Scripps Networks Channels Value
Scripps Networks Interactive (SNI) is a vertically integrated lifestyle and entertainment provider that was spun off from E.W. Scripps (SSP) on July 1, 2008. It is best known for HGTV (Home & Garden TV), The Food Network and Travel Channel cable networks, which cater to upscale women in the 24- to 54-year-old age group -- a very desirable advertising demographic.
Revenue and profit have surged since the spinoff. Earnings rose to $3.83 per share in 2014 from $1.63 in 2008. A strong first quarter has median estimates for 2015 standing at $4.40. Dividends have also grown, moving from $0.15 in 2008 to an annual rate of $0.92 after a boost earlier this year.
Shares bottomed near $18 in 2009 and peaked at $86.60 early in 2014 but gradually cooled off to close on May 22, 2015, at $68.40. Even after that pullback SNI has outperformed all but 15% of Value Line's 1,700-company main research universe over the past five years.
Scripps' May valuation represented a discount to its average price-to-earnings multiple of 19.1x. Note that I excluded 2012's PE from my calculation as a major tax credit temporarily lowered SNI's effective tax rate below 10% from a more normal 28% to 31% that year.
When popular with investors, SNI has commanded 22x to 27x earnings. Yields when overvalued dipped to fractions of 1%. Periods of market turmoil pushed the shares under 12x briefly, along with current yields above 1%.
At $68.40, Scripps offers the best cash distribution rate since 2009 and its lowest entry valuation since 2011's lows. A recently announced $1.5 billion debt issue will pay for a move into the Eastern European market, while immediately adding to earnings due to lower debt-service expense. A simple return to a normalized PE could support a 12-month target above $84, and even $94 over the next 24-months when earnings are projected to hit $4.90 per share.

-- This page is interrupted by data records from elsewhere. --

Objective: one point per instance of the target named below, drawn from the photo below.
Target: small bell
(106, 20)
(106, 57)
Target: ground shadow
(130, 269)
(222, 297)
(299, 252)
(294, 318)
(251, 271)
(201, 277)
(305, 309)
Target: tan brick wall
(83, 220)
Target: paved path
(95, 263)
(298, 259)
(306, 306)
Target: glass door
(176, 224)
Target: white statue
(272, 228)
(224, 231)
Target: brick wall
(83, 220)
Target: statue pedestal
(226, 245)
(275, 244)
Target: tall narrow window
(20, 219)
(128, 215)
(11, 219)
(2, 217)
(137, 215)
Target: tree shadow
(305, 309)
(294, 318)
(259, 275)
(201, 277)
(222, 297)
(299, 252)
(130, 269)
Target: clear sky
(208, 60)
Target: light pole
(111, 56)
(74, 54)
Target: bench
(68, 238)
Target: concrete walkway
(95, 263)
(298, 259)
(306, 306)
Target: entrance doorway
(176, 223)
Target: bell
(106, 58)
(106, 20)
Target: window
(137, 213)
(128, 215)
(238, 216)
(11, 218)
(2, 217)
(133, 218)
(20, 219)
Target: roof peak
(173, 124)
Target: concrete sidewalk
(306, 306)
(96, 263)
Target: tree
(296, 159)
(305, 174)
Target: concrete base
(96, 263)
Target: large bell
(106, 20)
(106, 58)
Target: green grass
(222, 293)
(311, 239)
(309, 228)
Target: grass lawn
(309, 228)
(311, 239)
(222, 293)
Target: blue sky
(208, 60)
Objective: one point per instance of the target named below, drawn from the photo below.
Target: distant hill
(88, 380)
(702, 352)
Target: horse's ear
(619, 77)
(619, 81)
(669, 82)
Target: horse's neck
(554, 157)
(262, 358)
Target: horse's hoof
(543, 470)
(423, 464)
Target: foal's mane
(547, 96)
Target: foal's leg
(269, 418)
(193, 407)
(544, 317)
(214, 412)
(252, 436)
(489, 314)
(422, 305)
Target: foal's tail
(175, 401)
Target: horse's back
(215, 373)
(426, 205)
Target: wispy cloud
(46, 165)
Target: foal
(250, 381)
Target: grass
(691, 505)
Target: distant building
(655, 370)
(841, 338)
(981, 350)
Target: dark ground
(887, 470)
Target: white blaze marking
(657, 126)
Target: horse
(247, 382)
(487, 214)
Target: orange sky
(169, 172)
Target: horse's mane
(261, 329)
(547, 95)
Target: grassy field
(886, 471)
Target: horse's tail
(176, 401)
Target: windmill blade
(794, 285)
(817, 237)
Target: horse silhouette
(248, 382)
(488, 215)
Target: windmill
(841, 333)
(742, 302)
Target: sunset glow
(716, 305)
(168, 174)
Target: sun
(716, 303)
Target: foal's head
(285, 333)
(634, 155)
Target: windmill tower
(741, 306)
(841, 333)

Those goal prices appear quite attainable. SNI touched $86.40 in 2013 and a bit higher than that almost 16 months ago. Fundamentals have improved since then, even as the stock became cheaper.
Option writers can venture in via Dec. 18, 2105, expiration puts at $65 and $70 strike prices. The more conservative ones fetched $2.90 on Friday, May 23, bringing the break-even point down to $62.10. That provided a 9.2% margin of safety from the trade inception price. A reasonable $5.20 premium on the $70s would leave put option sellers committed to buying at $64.80, if exercised, while offering more upside if SNI rebounds to above $70 by December.
The "if put" prices on both these option sales is lower than the actual worst-case trades on Scripps dating back more than 26 months.
Standard & Poor's enigmatically carries a 3-star (out of 5) Hold rating on SNI while calling fair value at $97.20, noting the firm's desirable traits of high quality and low volatility. Go figure.
Buy the stock, sell some puts or do both. SNI offers good upside and low risk in classic GARP (growth at a reasonable price) fashion.
At the time of publication, Price was long SNI shares and short SNI puts, although positions may change at any time.